A Verizon-sponsored news site is making headlines of its own as critics accuse it of censoring news about US spying and government neutrality.
With a discreet "Presented by Verizon" tag at the bottom of the page, SugarString looks like a lot of other geeky news sites. It has articles on serious subjects ("Can GPS Tracking Empower Victims of Domestic Abuse?"), silly subjects ("'Libraries in Videogames' Proves There's a Blog for Everything") and serious subjects with a silly spin ("Legendary Drag Queen lady Bunny Weighs In On Controversial Facebook Policy").
What you won't find: Articles about US spying or net neutrality, according to a report on a competitor website, The Daily Dot, by a journalist who says he was informed of the ban when he received a recruiting letter for the site. The reporter, Patrick Howell O'Neill, includes a scan of the recruitment letter he received.
Verizon Communications Inc. (NYSE: VZ) has come under fire for cooperating with US government intelligence activities, dating back to the September 11 attack on the World Trade Center. Verizon also vociferously opposes net neutrality.
Verizon has a troubling history with free speech issues, according to Timothy Karr, senior director of strategy for Free Press, a media reform group, writing at the Huffington Post.
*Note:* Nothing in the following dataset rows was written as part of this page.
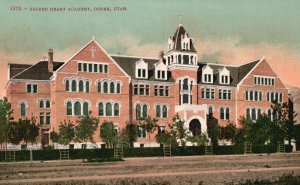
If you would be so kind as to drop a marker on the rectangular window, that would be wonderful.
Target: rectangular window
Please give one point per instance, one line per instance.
(41, 118)
(48, 118)
(79, 67)
(96, 68)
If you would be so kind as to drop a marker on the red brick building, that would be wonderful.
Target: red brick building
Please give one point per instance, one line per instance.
(123, 88)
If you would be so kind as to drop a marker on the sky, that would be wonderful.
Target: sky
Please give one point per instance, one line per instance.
(225, 31)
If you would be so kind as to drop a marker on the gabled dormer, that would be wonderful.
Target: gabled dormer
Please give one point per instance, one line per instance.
(160, 70)
(224, 76)
(141, 69)
(207, 74)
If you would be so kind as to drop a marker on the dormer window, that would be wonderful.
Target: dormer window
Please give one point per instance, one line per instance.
(207, 74)
(224, 76)
(141, 69)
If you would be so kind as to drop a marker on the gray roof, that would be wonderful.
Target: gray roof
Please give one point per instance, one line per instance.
(15, 69)
(177, 40)
(236, 73)
(128, 65)
(38, 71)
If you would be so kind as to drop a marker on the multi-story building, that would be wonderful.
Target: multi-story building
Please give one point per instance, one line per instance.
(125, 88)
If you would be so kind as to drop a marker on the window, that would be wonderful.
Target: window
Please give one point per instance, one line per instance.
(74, 86)
(41, 104)
(112, 87)
(23, 109)
(118, 88)
(69, 108)
(116, 109)
(87, 86)
(31, 88)
(48, 118)
(105, 87)
(77, 108)
(85, 108)
(142, 132)
(108, 109)
(41, 118)
(224, 94)
(138, 111)
(165, 111)
(101, 109)
(208, 93)
(157, 111)
(67, 85)
(47, 104)
(80, 86)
Verizon claims it has a Constitutional right to filter Internet content, and it has censored text messages from a pro-choice advocacy group to its own members, Karr says.
Beyond what does and does not appear on the site is the question about Verizon's motivation and its chances of making any impact on public perceptions by using funds that would otherwise be used for more traditional marketing and public relations activities: Many companies in the communications sector have their own blogs and develop their own industry news on their corporate websites, but this takes content creation by a communications service provider to a different level.